Toronto Personal Injury Lawyer Albert Conforzi: Last week, yet another shady trend in insurer behaviour came to light.
Under the standard automobile policy, insurers provide accident benefit coverage for such things as attendant care, income replacement benefits, and medical/rehabilitation benefits. The specific items that qualify as a medical/rehabilitation benefit are set out in s.14 of the Statutory Accident Benefits Schedule (SABS). They include “medical, dental, optometric, hospital, nursing, ambulance, audiometric and speech language pathology service[s],” as well as “other goods and services of a medical nature that the insured person requires.” Emphasis mine.
It has come to my attention that some, but not all, insurers are paying for medical records obtained by them by making the payments from the med/rehab benefit entitlements.
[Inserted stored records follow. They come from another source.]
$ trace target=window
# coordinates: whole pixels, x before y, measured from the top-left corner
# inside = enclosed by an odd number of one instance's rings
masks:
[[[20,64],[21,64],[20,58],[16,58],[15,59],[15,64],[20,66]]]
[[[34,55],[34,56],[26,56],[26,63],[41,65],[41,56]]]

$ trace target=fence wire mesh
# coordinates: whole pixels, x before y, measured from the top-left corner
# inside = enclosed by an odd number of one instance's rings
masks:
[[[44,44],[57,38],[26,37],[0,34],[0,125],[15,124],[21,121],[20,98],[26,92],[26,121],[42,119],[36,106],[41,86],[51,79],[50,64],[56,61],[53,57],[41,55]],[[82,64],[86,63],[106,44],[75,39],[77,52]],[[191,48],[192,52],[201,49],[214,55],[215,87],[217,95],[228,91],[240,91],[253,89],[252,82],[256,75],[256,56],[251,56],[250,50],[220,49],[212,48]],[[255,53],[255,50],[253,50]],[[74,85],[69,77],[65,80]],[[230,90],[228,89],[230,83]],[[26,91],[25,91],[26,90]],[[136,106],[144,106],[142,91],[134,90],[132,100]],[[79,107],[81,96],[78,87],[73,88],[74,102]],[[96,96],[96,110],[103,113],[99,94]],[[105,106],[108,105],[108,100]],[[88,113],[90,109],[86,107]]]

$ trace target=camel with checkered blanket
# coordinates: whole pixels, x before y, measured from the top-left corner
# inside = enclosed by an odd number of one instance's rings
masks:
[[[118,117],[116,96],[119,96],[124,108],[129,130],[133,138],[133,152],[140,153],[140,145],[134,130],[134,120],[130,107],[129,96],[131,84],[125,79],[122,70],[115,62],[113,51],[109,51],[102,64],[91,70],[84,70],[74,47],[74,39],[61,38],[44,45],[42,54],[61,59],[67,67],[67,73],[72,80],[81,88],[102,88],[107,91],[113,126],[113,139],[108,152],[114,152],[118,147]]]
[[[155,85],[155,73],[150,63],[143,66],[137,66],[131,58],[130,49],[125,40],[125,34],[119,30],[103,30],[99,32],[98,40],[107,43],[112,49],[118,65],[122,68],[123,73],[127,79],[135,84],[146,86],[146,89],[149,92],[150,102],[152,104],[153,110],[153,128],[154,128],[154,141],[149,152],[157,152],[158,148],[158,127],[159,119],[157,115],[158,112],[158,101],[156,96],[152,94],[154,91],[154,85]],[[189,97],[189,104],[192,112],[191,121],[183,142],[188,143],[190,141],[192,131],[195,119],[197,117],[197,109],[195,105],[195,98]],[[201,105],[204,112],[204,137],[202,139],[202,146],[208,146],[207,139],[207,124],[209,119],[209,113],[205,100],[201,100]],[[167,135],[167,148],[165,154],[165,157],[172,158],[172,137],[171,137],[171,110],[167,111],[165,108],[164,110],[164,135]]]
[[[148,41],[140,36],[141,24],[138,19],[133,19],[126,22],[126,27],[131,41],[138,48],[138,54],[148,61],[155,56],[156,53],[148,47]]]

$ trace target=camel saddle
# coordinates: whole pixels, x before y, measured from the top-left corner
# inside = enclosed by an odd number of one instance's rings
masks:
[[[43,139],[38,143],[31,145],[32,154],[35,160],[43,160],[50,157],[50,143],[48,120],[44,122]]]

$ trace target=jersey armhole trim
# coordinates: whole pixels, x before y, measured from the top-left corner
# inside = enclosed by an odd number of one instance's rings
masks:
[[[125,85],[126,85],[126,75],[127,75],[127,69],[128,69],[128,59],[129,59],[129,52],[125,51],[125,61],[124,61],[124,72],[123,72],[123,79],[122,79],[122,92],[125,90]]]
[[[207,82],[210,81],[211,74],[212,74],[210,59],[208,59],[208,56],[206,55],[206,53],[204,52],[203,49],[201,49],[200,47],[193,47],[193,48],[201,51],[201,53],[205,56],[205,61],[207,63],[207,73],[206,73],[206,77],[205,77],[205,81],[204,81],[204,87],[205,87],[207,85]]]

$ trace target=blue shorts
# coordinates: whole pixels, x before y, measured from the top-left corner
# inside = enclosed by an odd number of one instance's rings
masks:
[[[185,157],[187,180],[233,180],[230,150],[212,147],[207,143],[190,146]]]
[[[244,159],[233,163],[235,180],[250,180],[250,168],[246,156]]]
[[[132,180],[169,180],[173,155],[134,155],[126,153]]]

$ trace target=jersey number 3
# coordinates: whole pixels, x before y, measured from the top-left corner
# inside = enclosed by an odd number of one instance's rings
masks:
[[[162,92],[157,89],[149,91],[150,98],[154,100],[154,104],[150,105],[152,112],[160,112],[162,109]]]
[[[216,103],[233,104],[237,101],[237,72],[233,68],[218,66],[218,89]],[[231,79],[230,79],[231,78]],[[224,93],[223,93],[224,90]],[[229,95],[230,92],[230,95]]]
What this does is effectively short-change the insured in accessing their limits of coverage under this provision. It takes money that is supposed to be used for therapies to assist with recovery, and uses that money to pay for items that are not covered by the section. Worse yet, the insurers are not telling their insured clients about it. They are not sending out explanation of benefit forms, as they would be required to do when paying out a benefit, and when they are called to task on this corrupt behaviour, they simply ignore the complaint.
Insurers these days are secure in the knowledge that the backlog of processing mediations of accident benefits disputes at the Financial Services Commission gives them a year-long delay in having to face the reality of their actions. They seem to have it in their heads that they can act with impunity.
They are dealing from the bottom of the deck. Now that is a real world example of insurance fraud.